None of this is compatible with a laissez-faire approach to economic development.
Countries that did follow laissez-faire, Argentina and Chile being the two most notable examples, exist in a vastly different reality than South Korea, Taiwan, and Singapore.
As economist Rene Villarreal writes, government regulation and control of economic direction had multiple implications for Chile and Argentina: “First of all, uncertainty is created with regard to the changes in economic policy. Secondly, the productive sector is less profitable due to greater competition with foreign imports. Third, since the rise in interest rates increases the cost of capital for new investments and reduces the range of profitable projects, the only justifiable investments are marginal adjustments to plants and equipment.”

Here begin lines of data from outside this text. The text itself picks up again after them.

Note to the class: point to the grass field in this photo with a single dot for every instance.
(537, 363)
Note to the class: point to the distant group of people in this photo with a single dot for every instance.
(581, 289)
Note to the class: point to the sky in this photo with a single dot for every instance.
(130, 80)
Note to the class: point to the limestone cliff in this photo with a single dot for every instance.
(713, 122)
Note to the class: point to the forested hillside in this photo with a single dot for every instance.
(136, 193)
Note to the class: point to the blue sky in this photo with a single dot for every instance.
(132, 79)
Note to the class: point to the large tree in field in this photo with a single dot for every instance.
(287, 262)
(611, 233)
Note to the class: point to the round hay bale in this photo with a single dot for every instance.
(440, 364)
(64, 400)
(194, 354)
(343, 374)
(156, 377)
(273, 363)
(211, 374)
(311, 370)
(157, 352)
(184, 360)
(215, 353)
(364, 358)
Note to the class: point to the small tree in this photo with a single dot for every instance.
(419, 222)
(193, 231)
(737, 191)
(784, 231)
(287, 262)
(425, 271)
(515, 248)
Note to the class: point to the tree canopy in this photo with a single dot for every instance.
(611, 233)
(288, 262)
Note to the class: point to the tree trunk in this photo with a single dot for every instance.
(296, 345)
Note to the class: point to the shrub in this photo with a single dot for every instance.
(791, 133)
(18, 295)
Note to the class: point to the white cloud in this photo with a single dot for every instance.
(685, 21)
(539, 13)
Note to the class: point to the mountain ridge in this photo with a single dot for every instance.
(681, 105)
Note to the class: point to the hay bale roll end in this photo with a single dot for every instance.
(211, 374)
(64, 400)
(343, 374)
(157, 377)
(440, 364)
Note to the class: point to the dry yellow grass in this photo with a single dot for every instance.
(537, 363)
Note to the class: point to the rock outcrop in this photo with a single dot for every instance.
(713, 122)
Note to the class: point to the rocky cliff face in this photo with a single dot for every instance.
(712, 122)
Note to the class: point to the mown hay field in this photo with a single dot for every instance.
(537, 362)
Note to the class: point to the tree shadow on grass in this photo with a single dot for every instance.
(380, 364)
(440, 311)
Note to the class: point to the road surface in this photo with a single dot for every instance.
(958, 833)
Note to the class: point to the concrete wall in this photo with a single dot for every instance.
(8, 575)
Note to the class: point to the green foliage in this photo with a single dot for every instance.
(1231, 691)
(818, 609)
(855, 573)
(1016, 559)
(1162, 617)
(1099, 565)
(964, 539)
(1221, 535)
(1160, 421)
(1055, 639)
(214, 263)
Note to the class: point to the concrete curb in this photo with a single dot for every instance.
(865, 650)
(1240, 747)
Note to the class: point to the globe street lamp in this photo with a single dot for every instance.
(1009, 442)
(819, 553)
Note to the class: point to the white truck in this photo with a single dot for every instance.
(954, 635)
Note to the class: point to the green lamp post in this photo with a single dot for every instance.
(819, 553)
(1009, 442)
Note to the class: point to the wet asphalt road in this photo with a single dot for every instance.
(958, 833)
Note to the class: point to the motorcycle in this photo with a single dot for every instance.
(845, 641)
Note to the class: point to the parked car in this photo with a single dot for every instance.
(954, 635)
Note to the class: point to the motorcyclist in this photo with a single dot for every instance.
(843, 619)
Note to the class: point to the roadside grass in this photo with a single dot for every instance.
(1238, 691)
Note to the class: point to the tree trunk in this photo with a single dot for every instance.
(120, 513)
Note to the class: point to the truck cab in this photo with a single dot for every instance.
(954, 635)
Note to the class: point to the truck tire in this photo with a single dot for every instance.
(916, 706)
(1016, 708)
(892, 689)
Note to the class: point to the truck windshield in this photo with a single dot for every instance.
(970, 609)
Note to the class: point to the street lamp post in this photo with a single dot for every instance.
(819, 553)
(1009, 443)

Furthermore, in the 1970s, liberalized international trade meant that cheap manufactured imports flooded domestic markets. The manufacturing sectors, which had been the initial spark that led the explosion of growth in East Asia, collapsed in Argentina and Chile.
Villarreal writes “The neoliberal monetarist model in effect was replacing the manufacturing sector with a service economy.” This is exactly where Lebanon sits today; steeped in uncertainty, few prospects for investment, a barely existent manufacturing sector, and an economy heavily reliant on its service sector.
By continuing with their interest rate Ponzi scheme, Lebanon forewent an opportunity to wean itself off of imports or use exports as a way to generate foreign capital, which would have allowed the economy and general population much more breathing room, as well as built up a domestic manufacturing base. The lack of US dollars, and subsequent decision to restrict bank deposit withdrawals, is what’s driven the riots and economic collapse that Lebanon has suffered through since last year.
There are a myriad of other factors at play in these decisions, and this piece is necessarily simplifying a very complicated process. Lengthy essays could be written exclusively focused on debt, interest rates, savings rates, or the role of the financial sector in Lebanon. Development economists readily stipulate that there is no blueprint for either destroying or strengthening an economy. But undeniable patterns exist.
Reflecting on what could have been is not what the Lebanese people need right now. But rebuilding a postwar or impoverished economy is not a unique issue for any country, continent, or time period. Economic policymakers around the globe would be wise to study this history in order to preempt the type of stagnation and distortion that comes when development is short-sighted and ill-informed.